An estimated 200,000 people are infected each year and about 30,000 die. The acute form of the disease has a mortality rate of 50%. Malaria is present throughout the southern hemisphere and some countries in the northern hemisphere. There is an effective vaccine that fully immunizes with a single dose, but there are no known medications to cure the disease once contracted. The use of aspirin in patients with malaria is dangerous, due to its anticoagulant effects, which can cause internal bleeding.

Other diseases caused by mosquitoes

Other diseases transmitted by mosquitoes but which are less widespread are lymphatic filariasis (also called elephantiasis caused by a nematode, transmitted by the genera  Aedes ,  Anopheles ,  Culex  and  Phlebotomidae ), chikungunya ( Aedes ), Rift valley fever ( Aedes ), Zika virus ( Aedes ), Japanese encephalitis ( Culex ) or West Nile fever ( Culex ). 

The annoying traveling mosquito

One species of mosquito that has gained some notoriety in recent years is the tiger mosquito ( Aedes albopictus ), native to Southeast Asia and introduced to many countries in Europe, the US, Brazil and equatorial areas of Africa.

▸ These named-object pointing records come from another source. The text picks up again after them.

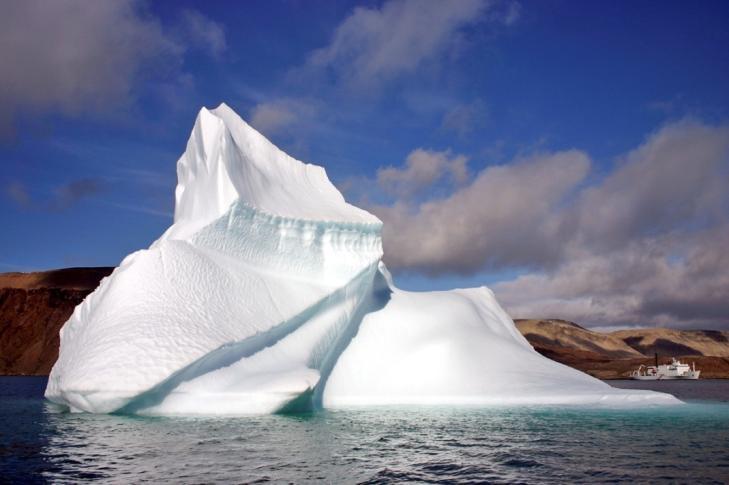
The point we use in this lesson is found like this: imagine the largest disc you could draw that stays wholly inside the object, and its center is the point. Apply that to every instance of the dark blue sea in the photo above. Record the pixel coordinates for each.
(677, 444)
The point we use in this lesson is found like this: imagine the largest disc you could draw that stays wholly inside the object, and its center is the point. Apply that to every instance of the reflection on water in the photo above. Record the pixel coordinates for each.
(683, 443)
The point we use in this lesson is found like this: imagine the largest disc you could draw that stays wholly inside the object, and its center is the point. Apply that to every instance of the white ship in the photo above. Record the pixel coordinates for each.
(674, 370)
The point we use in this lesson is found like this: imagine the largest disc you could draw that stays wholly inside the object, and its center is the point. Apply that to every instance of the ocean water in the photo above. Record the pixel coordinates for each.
(683, 444)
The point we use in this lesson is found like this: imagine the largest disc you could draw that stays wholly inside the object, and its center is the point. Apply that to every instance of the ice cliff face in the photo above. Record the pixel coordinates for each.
(268, 294)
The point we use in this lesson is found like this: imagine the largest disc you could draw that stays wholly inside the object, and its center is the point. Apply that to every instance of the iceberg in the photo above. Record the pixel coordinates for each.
(268, 294)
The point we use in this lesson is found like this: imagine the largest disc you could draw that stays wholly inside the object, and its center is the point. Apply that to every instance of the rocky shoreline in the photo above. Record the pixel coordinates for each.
(34, 307)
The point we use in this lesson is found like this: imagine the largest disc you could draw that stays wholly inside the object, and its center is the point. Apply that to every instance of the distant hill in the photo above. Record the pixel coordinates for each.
(34, 307)
(614, 355)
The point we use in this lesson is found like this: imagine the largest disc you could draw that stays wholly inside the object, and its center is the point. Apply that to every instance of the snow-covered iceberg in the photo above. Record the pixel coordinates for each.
(268, 294)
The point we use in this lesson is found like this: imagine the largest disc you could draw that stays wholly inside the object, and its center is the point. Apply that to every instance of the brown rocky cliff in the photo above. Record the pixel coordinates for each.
(33, 308)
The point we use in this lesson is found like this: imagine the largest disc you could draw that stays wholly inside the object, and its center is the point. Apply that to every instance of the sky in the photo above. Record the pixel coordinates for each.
(571, 155)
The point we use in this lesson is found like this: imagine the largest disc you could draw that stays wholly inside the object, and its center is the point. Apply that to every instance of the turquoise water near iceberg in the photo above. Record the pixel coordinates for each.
(685, 444)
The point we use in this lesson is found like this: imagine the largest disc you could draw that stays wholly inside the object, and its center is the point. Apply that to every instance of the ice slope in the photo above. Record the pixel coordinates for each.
(267, 294)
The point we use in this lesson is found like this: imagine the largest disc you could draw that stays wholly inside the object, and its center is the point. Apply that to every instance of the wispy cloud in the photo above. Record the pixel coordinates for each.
(78, 57)
(376, 45)
(644, 244)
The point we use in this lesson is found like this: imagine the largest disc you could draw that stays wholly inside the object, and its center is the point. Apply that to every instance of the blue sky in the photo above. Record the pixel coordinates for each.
(596, 130)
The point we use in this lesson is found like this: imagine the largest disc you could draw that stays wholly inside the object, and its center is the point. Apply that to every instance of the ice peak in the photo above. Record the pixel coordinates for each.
(227, 160)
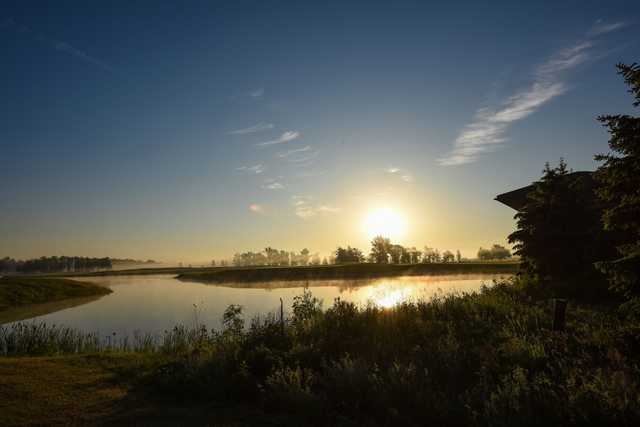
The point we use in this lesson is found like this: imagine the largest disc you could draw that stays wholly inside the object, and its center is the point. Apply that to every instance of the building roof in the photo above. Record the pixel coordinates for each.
(517, 199)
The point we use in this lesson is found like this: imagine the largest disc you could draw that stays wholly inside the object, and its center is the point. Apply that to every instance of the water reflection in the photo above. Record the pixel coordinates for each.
(153, 304)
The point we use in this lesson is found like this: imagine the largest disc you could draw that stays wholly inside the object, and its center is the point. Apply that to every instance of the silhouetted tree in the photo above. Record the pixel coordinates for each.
(414, 255)
(348, 255)
(619, 190)
(496, 252)
(559, 235)
(398, 254)
(380, 250)
(447, 256)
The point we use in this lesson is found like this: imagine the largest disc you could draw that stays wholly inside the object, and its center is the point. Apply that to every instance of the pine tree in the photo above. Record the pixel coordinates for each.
(619, 190)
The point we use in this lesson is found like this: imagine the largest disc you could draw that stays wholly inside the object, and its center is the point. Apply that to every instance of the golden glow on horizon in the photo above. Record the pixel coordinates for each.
(385, 222)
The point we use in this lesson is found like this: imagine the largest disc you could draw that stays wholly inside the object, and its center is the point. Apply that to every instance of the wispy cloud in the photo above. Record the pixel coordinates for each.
(255, 169)
(305, 208)
(252, 129)
(285, 137)
(601, 27)
(58, 45)
(404, 175)
(272, 184)
(288, 153)
(487, 130)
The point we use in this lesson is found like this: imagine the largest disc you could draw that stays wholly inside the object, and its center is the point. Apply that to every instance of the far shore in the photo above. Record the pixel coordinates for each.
(337, 272)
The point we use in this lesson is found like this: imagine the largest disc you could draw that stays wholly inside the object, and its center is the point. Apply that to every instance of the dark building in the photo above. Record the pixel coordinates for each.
(516, 199)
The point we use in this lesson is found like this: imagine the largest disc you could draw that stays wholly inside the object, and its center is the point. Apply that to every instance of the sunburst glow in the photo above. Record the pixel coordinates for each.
(385, 222)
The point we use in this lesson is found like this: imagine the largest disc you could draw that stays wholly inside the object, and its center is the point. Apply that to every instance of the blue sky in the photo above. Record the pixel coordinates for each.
(188, 131)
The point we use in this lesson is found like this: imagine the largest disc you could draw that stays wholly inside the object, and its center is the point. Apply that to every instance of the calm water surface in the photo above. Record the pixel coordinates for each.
(153, 304)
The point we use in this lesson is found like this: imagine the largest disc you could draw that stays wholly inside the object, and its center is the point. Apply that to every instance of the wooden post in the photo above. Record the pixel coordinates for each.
(559, 311)
(281, 316)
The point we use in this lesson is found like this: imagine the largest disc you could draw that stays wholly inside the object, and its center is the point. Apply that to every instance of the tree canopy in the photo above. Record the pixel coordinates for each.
(619, 189)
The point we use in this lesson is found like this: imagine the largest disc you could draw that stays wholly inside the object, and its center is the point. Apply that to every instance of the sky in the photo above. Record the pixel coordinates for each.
(188, 131)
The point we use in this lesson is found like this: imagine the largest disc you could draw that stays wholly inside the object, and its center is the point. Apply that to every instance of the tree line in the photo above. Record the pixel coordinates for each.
(274, 257)
(383, 251)
(54, 264)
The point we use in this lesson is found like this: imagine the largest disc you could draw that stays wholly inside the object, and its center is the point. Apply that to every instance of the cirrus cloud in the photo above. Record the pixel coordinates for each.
(285, 137)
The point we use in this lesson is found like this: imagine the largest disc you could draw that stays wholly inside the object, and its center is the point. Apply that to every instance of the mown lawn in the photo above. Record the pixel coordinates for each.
(102, 389)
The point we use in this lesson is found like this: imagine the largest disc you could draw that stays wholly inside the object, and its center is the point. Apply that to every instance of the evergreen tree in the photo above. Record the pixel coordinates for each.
(559, 234)
(619, 189)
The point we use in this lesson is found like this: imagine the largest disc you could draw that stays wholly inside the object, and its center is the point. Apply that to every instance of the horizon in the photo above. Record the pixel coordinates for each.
(189, 133)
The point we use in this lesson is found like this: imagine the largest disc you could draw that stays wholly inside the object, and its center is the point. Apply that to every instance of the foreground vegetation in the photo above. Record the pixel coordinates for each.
(17, 291)
(488, 358)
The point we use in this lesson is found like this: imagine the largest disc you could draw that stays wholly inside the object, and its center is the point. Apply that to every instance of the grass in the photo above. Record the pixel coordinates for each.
(336, 272)
(488, 358)
(16, 291)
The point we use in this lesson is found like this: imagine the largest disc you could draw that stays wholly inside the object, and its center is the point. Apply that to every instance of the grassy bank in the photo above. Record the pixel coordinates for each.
(16, 291)
(348, 271)
(488, 358)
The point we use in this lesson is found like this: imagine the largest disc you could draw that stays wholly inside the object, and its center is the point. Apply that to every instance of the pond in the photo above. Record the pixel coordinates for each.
(153, 304)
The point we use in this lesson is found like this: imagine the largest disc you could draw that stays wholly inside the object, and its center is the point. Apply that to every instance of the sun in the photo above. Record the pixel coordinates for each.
(385, 222)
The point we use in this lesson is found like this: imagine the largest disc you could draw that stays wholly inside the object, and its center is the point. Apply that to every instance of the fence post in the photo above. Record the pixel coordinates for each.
(559, 312)
(281, 316)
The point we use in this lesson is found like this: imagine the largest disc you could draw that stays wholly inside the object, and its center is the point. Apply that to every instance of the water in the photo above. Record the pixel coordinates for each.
(153, 304)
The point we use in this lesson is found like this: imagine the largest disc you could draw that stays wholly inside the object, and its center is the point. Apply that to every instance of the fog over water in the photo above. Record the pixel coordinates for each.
(153, 304)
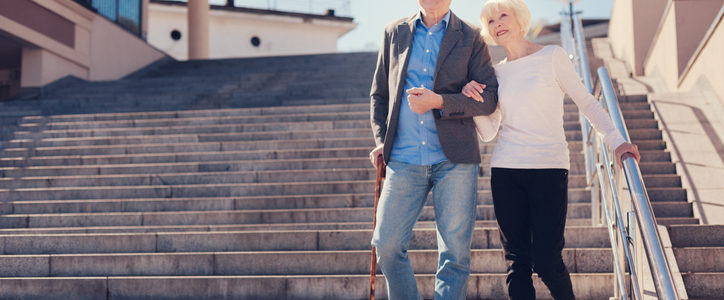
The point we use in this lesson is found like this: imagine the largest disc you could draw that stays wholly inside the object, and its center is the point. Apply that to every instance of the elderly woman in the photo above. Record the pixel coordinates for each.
(530, 162)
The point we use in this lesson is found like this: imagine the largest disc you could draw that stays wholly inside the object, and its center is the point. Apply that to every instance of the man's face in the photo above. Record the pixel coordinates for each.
(435, 5)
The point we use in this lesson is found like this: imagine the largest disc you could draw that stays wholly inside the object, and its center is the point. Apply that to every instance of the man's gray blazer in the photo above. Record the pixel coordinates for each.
(463, 56)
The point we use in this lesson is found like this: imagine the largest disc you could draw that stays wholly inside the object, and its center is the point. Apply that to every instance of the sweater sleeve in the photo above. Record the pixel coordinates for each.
(571, 84)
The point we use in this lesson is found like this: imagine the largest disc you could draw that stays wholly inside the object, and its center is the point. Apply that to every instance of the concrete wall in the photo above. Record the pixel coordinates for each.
(99, 49)
(632, 29)
(683, 31)
(115, 53)
(709, 65)
(620, 31)
(662, 60)
(231, 33)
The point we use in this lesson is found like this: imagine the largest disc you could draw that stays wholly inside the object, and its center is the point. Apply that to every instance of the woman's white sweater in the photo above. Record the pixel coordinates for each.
(530, 93)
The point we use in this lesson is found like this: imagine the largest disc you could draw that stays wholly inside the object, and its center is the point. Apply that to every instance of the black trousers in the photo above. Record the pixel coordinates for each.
(531, 206)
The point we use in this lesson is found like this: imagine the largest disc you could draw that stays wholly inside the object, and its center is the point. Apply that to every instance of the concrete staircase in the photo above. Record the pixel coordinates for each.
(249, 179)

It is an invasive species , whose eggs resist desiccation and can be transported in various ways. One route of entry for the mosquito into Europe was the transport of tires that contained stagnant water inside and mosquito larvae. 

This mosquito differs from others in that its period of activity is diurnal, and its oral apparatus is so developed that it is capable of biting through clothing (which the writer of these lines can confirm from his own experience). However, its bite is no more annoying than that of the common European mosquito ( Culex pipiens ).

This species is a transmitter of dengue, yellow fever, chikungunya and West Nile fever. For this reason, its introduction in new geographical areas is very problematic.

It has been present in Spain since 2004, but no epidemic outbreaks associated with this mosquito have been detected in our country. In 2005 it caused an epidemic of chikungunya on the French island of Reunion, while in 2007 there was another outbreak of this disease in Ravenna, Italy.